Quant à l’effet injuste de l’imputation, la Commission des lésions professionnelles a rendu une décision de principe par une formation de trois juges administratifs dans Québec (Ministère des Transports) et Commission de la santé et de la sécurité du travail. Il en ressort que la notion d’«injustice» doit être appréciée à la lumière des risques inhérents aux activités de l’employeur, c’est-à-dire qui sont liés de manière étroite et nécessaire à celles-ci.
En règle générale, on considère qu’il n’est pas injuste que l’employeur supporte le coût d’un accident du travail survenu dans le contexte de ses activités, à moins qu’il ne s’agisse de circonstances exceptionnelles ou anormales.

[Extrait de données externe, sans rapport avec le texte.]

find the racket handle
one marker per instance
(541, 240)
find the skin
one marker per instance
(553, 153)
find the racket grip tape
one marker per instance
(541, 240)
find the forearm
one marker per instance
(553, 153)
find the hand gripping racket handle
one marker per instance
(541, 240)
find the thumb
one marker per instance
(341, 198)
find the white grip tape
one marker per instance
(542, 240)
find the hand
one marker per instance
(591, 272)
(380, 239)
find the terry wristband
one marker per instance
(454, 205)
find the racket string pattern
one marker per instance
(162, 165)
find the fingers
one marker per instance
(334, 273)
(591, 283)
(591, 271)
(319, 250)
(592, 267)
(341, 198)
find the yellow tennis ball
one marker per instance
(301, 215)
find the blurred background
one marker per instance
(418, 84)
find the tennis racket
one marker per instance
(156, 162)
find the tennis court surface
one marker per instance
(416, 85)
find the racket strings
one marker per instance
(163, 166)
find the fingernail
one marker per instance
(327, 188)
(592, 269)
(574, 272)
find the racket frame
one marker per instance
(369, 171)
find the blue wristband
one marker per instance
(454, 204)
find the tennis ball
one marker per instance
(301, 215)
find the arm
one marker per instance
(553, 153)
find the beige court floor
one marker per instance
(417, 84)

Dans Location Robert & Fils inc., le Tribunal administratif du travail a rappelé qu’un chien est étranger au rapport juridique qui existe entre le travailleur et l'employeur et qu’il s'agit d'un tiers au sens de l'article 326 alinéa 2.
Voici quelques exemples tirés de la jurisprudence qui mettent en scène des travailleurs blessés par des chiens dans l’exercice de leurs fonctions.
L’employeur demeure imputé des coûts
Le travailleur a subi une lésion professionnelle lorsqu'un chien lui a sauté dessus par-derrière alors qu'il cognait à la porte d'un client (Location Robert & Fils inc.). La juge Burdett :
[28] Dans les faits, la raison d’être de l’employeur et son activité principale visent la vente et la réparation de pelles mécaniques, de tracteurs et d’autres machineries de ce type et c’est dans ce contexte que le travailleur est appelé à se rendre directement chez des clients dans ses tâches de vendeur et de représentant.
[29] De l’avis du Tribunal, le travailleur est alors susceptible d’entrer en contact avec un chien et le fait pour le travailleur d’effectuer ses activités de vente et de représentation en se rendant chez des clients comporte un risque d’être importuné ou possiblement blessé par des chiens. […]
[…]
[33] Le Tribunal considère donc qu’il n’est pas injuste d’imputer à l’employeur le coût des prestations versées en raison de l’accident du travail provoqué par un tiers […].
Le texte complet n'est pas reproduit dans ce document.